Hi Monks, I am having problems with regex. I want to split the following string:
JohnSmith
by capitals, giving John and Smith. using
m/[A-Z/;
cuts off the capitals Thanks

Replies are listed 'Best First'.
Re: split by a capital followed by
by Roy Johnson (Monsignor) on Dec 19, 2005 at 17:33 UTC
    Use a lookahead:
    my @names = split /(?=[A-Z])/;
    That will give you an undef first item, because it matches at the beginning as well as at the end. Adding a lookbehind will solve that:
    my @names = split /(?<=.)(?=[A-Z])/;

    Caution: Contents may have been coded under pressure.
Re: split by a capital followed by
by halley (Prior) on Dec 19, 2005 at 17:34 UTC
    How to ask questions the smart way.

    I assume you mean you're using split(m/[A-Z]/, $string), but you didn't make that very clear.

    The split() pattern defines what to remove between the chunks you want to keep. Using a m// pattern with captures defines what to keep amongst the rest of the string.

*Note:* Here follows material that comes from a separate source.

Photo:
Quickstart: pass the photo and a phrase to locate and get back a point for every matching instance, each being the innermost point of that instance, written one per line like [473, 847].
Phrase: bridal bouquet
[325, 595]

    This method catches a list of capitalized chunks, and is the more natural to me:

    my $name = 'JohnJacobJingleheimer-Schmidt'; my @chunks = ($name =~ m/([A-Z][a-z]*)/g); print $_,$/ for @chunks;

    By using a couple of zero-width assertions, you could use split(), but it will act differently with punctuation cases:

    my $name = 'JohnJacobJingleheimer-Schmidt'; my @chunks = split(m/(?<=[a-z])(?=[A-Z])/, $name); print $_,$/ for @chunks;

    --
    [ e d @ h a l l e y . c c ]

Re: split by a capital followed by
by eric256 (Parson) on Dec 19, 2005 at 17:32 UTC

    Instead of using split you can just use a regular regex.

    my $test = "JohnSmith"; my ($first, $last) = $test =~ /([A-Z][a-z]+)([A-Z][a-z]*)/; print "First: $first, Last: $last\n";


    ___________
    Eric Hodges $_='y==QAe=e?y==QG@>@?iy==QVq?f?=a@iG?=QQ=Q?9'; s/(.)/ord($1)-50/eigs;tr/6123457/- \/|\\\_\n/;print;
Re: split by a capital followed by
by Hue-Bond (Priest) on Dec 19, 2005 at 17:36 UTC

    This may be buggy since I'm not a genius with lookaround assertions but here it goes:

    my $c='JohnSmithSplitMe'; my @c=split /(?<=[a-z])(?=[A-Z])/, $c; print "-@c-\n"; __END__ -John Smith Split Me-

    --
    David Serrano

      thanks for the solutions